Current Research

The role of burn seasonality, fire temperature, and residence time in controlling woody invasive plants

Tim Kuhman, Department of Biological Sciences, Edgewood College
Jed Meunier, Science Services, Wisconsin Department of Natural Resources
Nathan Holoubek, Science Services, Wisconsin Department of Natural Resources
Yari Johnson, School of Agriculture, University of Wisconsin–Platteville
Brad Strobel, Necedah Wildlife Refuge, U.S. Fish and Wildlife Service

The control of invasive woody species presents one of the greatest challenges for restoration and management of fire-dependent ecosystems. While the vast majority of prescribed burning occurs in the early spring, there is evidence that burning during other times of the year can offer more effective control of undesirable species. In this project, we asked how seasonality, fire temperature, and fire residence time interact to influence stem damage and resprouting of woody shrub and tree species that are often targeted by prescribed fire treatments in Wisconsin. Common buckthorn (Rhamnus cathartica) and honeysuckle (Loniceraspp.) are exotic invasive species that frequently degrade forest understories, edges, and grasslands in the Upper Midwest. Black oak (Quercus velutina) and red oak (Q. rubra) are natives that can be invasive in prairie and barrens restoration projects. Managing these species with prescribed fire can be challenging given the inability to inflict damage to larger stems under low-intensity fires and their tendency to resprout after being top-killed by fire. We targeted individual stems of red oak, black oak, exotic honeysuckle, and common buckthorn using controlled fire intensity and residence time treatments during spring, early growing season, late growing season, and fall to assess subsequent top-kill and resprouting for individual stems of each species.

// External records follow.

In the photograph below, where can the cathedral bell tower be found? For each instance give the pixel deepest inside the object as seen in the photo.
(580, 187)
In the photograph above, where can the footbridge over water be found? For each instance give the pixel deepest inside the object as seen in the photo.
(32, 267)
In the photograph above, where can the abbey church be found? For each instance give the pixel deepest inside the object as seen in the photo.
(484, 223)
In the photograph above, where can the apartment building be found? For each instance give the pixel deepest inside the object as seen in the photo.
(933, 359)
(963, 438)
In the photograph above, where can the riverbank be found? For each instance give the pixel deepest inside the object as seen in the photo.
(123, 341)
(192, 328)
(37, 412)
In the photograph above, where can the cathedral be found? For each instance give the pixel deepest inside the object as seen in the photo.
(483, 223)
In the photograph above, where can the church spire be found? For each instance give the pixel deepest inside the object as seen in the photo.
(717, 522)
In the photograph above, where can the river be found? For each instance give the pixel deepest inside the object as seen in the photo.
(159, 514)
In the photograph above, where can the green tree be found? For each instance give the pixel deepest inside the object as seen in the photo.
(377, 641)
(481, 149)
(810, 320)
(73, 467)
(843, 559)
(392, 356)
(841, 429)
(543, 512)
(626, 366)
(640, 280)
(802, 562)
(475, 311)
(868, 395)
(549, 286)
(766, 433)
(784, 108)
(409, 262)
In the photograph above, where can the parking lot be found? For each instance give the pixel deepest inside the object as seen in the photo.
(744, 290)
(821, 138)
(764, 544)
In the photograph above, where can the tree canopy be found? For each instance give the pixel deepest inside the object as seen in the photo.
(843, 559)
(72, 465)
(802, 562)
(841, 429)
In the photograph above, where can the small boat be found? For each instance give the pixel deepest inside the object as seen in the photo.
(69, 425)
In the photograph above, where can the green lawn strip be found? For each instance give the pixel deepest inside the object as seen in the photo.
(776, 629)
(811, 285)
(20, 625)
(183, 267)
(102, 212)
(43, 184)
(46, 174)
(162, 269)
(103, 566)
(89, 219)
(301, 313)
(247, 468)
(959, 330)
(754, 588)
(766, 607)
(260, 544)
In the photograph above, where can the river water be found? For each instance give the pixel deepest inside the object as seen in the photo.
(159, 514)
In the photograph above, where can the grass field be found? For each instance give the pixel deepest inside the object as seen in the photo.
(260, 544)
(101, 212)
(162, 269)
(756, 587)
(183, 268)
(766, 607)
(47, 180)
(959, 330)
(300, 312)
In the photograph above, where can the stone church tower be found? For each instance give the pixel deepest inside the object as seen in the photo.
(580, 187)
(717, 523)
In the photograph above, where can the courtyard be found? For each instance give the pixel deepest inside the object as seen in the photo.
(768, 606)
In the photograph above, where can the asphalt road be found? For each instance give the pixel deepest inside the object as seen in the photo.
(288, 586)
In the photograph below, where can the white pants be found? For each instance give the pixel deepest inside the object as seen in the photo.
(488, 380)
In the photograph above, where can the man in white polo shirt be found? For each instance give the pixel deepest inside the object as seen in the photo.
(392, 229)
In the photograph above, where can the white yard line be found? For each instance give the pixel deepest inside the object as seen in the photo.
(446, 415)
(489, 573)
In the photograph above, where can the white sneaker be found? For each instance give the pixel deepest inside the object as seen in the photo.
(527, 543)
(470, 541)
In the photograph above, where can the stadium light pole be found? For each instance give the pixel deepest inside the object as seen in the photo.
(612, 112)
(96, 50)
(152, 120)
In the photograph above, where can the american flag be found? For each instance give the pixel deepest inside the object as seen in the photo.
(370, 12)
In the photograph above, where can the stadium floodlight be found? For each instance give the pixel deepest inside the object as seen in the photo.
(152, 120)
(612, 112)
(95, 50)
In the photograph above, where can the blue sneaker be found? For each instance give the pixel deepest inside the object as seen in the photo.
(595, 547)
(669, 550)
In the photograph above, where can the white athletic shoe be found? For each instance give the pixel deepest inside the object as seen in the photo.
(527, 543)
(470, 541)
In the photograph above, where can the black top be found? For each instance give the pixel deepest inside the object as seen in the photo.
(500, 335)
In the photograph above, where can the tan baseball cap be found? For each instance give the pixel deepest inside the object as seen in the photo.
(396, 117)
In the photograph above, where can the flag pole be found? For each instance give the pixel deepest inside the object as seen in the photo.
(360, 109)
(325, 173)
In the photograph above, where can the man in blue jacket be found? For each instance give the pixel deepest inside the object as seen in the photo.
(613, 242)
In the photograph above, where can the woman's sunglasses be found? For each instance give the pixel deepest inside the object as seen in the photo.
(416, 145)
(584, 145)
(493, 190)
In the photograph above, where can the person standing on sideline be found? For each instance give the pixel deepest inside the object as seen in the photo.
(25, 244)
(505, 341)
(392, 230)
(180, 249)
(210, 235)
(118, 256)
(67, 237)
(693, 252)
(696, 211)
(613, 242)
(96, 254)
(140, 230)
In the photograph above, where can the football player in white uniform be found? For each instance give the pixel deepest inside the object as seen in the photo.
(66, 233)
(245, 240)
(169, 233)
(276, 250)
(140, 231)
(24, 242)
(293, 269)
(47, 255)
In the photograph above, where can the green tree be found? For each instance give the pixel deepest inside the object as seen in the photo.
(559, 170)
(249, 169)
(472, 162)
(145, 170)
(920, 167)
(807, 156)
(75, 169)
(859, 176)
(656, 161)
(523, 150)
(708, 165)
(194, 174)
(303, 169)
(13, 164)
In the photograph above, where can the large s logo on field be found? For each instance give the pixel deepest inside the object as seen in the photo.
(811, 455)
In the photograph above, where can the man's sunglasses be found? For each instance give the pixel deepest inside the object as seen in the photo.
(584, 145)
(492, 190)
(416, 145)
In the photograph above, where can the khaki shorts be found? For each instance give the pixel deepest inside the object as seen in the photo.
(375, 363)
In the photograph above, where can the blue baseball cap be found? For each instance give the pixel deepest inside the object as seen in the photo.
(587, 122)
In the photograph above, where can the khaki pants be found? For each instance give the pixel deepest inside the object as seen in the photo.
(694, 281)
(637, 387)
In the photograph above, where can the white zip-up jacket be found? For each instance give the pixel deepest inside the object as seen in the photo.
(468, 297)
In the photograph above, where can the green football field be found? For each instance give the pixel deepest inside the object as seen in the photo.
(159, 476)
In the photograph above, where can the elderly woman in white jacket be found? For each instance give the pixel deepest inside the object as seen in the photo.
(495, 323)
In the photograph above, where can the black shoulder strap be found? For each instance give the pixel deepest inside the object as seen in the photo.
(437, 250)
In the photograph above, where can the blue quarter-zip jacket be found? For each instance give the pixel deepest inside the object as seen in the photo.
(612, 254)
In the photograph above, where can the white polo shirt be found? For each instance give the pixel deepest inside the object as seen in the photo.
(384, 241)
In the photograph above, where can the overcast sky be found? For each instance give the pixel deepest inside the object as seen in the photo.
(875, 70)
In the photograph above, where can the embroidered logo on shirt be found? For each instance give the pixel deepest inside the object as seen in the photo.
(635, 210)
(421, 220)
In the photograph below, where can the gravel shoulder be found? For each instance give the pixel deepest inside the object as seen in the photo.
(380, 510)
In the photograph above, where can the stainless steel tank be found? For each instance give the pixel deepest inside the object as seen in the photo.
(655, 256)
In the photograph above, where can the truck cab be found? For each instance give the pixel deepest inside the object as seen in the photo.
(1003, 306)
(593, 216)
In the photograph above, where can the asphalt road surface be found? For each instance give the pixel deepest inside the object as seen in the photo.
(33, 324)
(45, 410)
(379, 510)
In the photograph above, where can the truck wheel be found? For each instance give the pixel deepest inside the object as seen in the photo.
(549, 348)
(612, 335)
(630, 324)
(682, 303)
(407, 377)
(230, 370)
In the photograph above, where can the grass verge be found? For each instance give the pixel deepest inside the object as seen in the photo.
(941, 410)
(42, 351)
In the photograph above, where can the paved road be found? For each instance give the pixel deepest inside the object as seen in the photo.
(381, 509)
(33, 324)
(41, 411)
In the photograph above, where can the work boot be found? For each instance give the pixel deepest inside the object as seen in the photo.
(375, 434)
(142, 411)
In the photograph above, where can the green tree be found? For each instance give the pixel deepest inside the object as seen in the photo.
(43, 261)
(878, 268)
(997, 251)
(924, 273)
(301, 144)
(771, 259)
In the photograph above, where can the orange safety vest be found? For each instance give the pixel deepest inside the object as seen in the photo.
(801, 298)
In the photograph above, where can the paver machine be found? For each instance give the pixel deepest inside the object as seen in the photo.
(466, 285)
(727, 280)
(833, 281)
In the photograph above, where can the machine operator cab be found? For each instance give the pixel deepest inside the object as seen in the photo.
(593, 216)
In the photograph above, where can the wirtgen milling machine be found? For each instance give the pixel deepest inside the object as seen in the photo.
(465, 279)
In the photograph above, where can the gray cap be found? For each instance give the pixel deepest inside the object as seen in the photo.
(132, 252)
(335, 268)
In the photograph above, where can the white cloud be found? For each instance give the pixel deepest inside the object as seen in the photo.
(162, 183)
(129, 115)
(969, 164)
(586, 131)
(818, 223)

The presence and disappearance of Cypripedium candidum in the southeast glacial plains of Wisconsin

Andrea Weissgerber, Department of Planning and Landscape Architecture
Advisor: John Harrington

This project will examine the presence and disappearance of the white lady’s-slipper orchid (Cypripedium candidum) in the glaciated region of southern Wisconsin. It will aim to determine species status, and the major environmental factors associated with distribution, abundance, and the presence/absence of white lady’s slipper. The goal is to determine why populations are no longer found where they were once prevalent. This project will provide insight into species status within the Arboretum and a glimpse into habitat quality of the study sites.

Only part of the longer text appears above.